NBA

Declaring for the NBA Draft Isn’t a Simple Process

For some basketball players, making it to the NBA is almost a foregone conclusion. Just look at Zion Williamson. Other players have to scrap and claw their way into the league. For instance, the Warriors‘ Draymond Green wasn’t selected until the second round of the draft. He had to earn his place as one of the best in the NBA.

Yet no matter how self-evident a player’s talent may be, all of those hoping to get drafted must jump through the same hoop: declaring for the NBA draft. This process can be more difficult than people realize. Let’s look at the most important things to know about the NBA draft.

Draft eligibility and declaration

The first thing you must know about the NBA draft is what makes a player eligible to declare. The rules governing eligibility have changed over the years — and may shift again in the near future, as NBA commissioner Adam Silver told the Washington Post. For now, the rules stipulate that a player must be at least 19 years old to be eligible.

In addition, a player must be at least one year removed from their high school graduation. While they do not technically have to spend a year at college, many see the eligibility rules as a way to force players through the NCAA system. A small handful of players opt to spend a year playing for leagues overseas instead.

Certain players are automatically eligible for the NBA draft, like those who complete four years of college or who wait four years after graduating high school. Likewise, those who sign a professional contract with a league other than the NBA and play under the contract are automatically eligible.

Most other players must formally declare their eligibility at least 60 days before the draft.

The post-declaration draft process

From a player’s perspective, the next major thing to happen after declaring is the draft combine. The combine gives athletes the chance to show off their skills in an attempt to seem more desirable in the eyes of teams. During the combine, players’ physical attributes and on-court skills are carefully measured.

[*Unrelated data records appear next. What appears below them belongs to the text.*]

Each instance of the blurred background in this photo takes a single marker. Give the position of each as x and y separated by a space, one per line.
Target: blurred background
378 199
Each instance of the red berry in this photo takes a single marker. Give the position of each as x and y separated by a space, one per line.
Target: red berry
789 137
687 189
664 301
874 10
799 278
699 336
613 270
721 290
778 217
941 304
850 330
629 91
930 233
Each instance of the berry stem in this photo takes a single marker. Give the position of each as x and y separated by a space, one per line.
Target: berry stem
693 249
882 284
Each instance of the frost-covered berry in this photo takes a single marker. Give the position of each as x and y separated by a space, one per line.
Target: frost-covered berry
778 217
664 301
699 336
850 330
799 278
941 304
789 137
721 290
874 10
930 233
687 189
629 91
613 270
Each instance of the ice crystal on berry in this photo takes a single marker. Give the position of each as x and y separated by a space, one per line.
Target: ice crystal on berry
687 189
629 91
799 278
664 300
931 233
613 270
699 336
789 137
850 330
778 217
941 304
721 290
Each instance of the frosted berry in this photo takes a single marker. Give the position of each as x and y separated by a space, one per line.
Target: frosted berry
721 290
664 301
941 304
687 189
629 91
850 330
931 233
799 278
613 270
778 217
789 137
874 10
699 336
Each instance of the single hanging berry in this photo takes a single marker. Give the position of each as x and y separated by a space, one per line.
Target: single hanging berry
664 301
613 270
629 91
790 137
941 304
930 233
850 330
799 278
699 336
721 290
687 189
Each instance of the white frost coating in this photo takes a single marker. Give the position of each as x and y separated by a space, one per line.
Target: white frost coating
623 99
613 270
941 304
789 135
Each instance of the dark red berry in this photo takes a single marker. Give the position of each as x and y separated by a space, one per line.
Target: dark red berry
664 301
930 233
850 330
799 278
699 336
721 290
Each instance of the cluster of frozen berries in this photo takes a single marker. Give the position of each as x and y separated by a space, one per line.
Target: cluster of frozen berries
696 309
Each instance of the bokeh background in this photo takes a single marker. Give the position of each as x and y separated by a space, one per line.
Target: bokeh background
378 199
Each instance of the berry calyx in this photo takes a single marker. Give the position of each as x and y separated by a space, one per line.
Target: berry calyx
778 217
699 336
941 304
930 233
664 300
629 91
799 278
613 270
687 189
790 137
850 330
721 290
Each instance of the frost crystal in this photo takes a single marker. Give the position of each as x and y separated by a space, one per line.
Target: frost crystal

Meanwhile, coaches, scouts, and reporters observe and take notes about the players who they feel show the most promise. If a player is selected on draft night, their future is fairly certain. Barring any trades, they will go on to play for the team that selected them, either at the NBA level or G-league.

In rare cases, a player refuses to play for the team that drafted him. Technically, there’s nothing stopping them from doing this aside from the damage it may do to their reputation. Several players in NBA history take this path. In fact, according to some, the reason the Hornets chose to trade the late Kobe Bryant to the Lakers on draft night was because Bryant had no intention of playing in Charlotte.

The fate of undrafted players

Players who go undrafted, by contrast, face many possibilities. For one thing, undrafted players technically become unrestricted free agents, meaning they can still sign with any team. In some cases, undrafted players become valuable pieces of a team. Raptors‘ guard Fred VanVleet is a great example of an undrafted player who’s made a huge impact.

Other undrafted players may choose to enter the G-league, or to pursue a pro contract overseas. Recent changes to NCAA rules now allow players to return to their college if they go undrafted. These players can choose to declare for the draft again in the following year if they believe their skills have improved.